15 July 2019 by Beverly Powell
Spending a few days visiting family in Oberhausen, we were frankly quite bored. Oberhausen is not the prettiest of cities, far from it, and as the family members were at work most of the day we were left kicking our heels.
Luckily the world cup was on the TV so that helped to liven us up, together with bratwurst and Giros as part of our healthy, five a day diet. Towards the end of our stay, we were presented with complementary tickets to a new museum exhibit. The museum had been housed in a decommissioned and renovated gas storage tower, and this particular exhibition was about the conquering of Mont Blanc. As a couple we were fairly new to each other’s likes and dislikes, so started looking at the various exhibits and paying attention. After 20 minutes or so, we luckily realised that we were both completely bored by photos of mountains and mountaineers, and the central exhibit of an upside down polystyrene mountain, suspended from the ceiling, which you had to lie on the floor to appreciate was quite frankly ridiculous!
We escaped out of the nearest door as soon as we could and made out way down the long spiral staircase around the outside of the gas tower... the views and exercise being the most entertaining part of the entire experience. But the afternoon was about to turn around.
One more turn around the spiral staircase, and we spotted a tree tops assault course right next door, much more our type of thing. We jumped in the car, ran back to the flat for a quick change of clothes and turned up at the treetop park ready for action. A quick safety talk from the member of staff who also supplied us with safety harness and gloves, and we were off by ourselves in the treetops. The assault course was full of people but not crowded or busy, and mostly we had each course to ourselves, as we slowly worked our way up from the easy routes to the more difficult.

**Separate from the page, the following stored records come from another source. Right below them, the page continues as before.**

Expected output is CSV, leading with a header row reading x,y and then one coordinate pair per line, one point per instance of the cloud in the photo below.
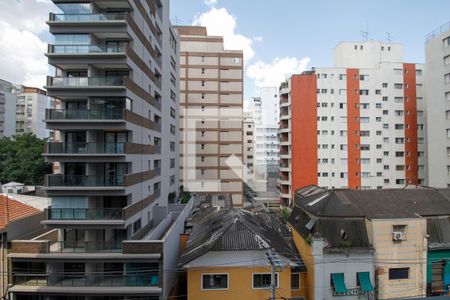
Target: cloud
x,y
210,2
272,74
27,15
220,22
22,59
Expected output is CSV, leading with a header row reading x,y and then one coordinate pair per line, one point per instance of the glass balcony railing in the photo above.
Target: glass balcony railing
x,y
85,81
84,213
84,114
119,16
85,148
86,49
144,279
57,180
86,247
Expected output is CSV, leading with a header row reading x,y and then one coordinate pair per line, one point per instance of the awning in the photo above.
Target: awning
x,y
364,281
339,283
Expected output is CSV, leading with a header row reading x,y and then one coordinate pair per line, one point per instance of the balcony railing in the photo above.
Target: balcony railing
x,y
119,16
84,114
86,49
57,180
84,213
85,81
86,247
144,279
85,148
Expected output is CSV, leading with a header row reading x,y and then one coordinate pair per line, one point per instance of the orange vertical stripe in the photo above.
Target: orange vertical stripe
x,y
353,129
304,130
410,113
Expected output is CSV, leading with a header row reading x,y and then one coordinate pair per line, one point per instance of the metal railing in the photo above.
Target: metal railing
x,y
85,148
147,279
86,49
119,16
84,114
84,213
58,180
85,81
86,247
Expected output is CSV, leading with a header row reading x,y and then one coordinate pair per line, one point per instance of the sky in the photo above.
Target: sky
x,y
279,38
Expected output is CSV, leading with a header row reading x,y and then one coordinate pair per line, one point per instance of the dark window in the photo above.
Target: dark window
x,y
398,273
214,281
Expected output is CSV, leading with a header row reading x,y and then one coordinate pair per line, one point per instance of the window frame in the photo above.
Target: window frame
x,y
215,289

Each course was finished by a zip wire back down to the ground, and on one my boyfriend went ahead of me to take a video of me sliding down. Of course, I made a complete hash of it and ended up on my backside, making a very amusing video to share with friends. I wanted to reciprocate, by taking an embarrassing video of my boyfriend, but he wouldn't trust me with his mobile and I had left mine in safety in the car. However, I went down first anyway, remembering to wear my leather glove to slow myself down on the descent. Watching from below, I saw my boyfriend set off, but soon heard him shouting "I forgot my glove!"
Too late to remedy it, he came down the long zip wire at a rate of knots, gathering speed every second. I considered putting my body in front of his to stop him, but decided that wasn't the best plan. Instead, I watched from the side as he skidded down landing on his backside, and continued sliding for another 10 metres at least with only the seat of his trousers between his flesh and the forest floor. He managed to furrow a long groove into the luckily soft ground, causing us both to double up with hilarity for the next ten minutes. By sheer good fortune he was unhurt, but I'll always regret not getting that on video!